During the Iraq War Balad was, in 2006, the site of sectarian violence involving Sunni and Shi'ite militias.

In 2007 the mayor, Amir Abdul Hadi, escaped an assassination attempt.

==Military installations==
The largest military air base in Iraq, formerly LSA Anaconda, Balad Air Base, or Al-Bakir Air Base, is located within the municipality of Yathrib near Balad. As of early 2007 the base was the central hub for airlift and US Air Force operations in Iraq; it was also a major transshipment point for US Army supply convoys.
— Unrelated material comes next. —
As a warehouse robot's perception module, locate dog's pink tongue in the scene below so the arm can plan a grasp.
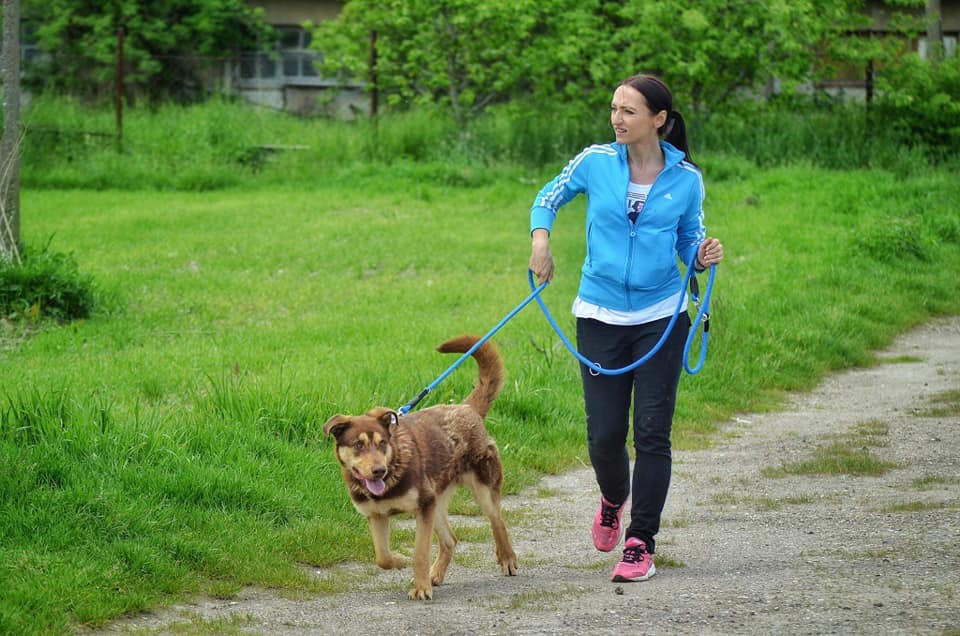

On the outskirts of Balad proper there was a tiny forward operating base called Balad Joint Coordination Center (formerly FOB Paliwoda). Over the years, FOB Paliwoda had been occupied by 1st Battalion, 8th Infantry, 3rd Brigade Combat Team, and 3rd Squadron 4th US Cavalry in an effort to create a joint effort between coalition and local forces.

==2016 attack==

On 7 July 2016, Islamic State militants attacked the tomb of Muhammad ibn Ali al-Hadi, the son of Ali al-Hadi and the brother of Hasan al-Askari. According to Reuters, citing Iraqi security forces, "at least 20 people were killed and 50 others wounded on Thursday evening in an attack on a Shi'ite mausoleum north of Baghdad". A suicide car bomb blew up at the external gate of the mausoleum, allowing several gunmen to storm the site and start shooting at pilgrims on a visit on the occasion of the Eid al-Fitr festival.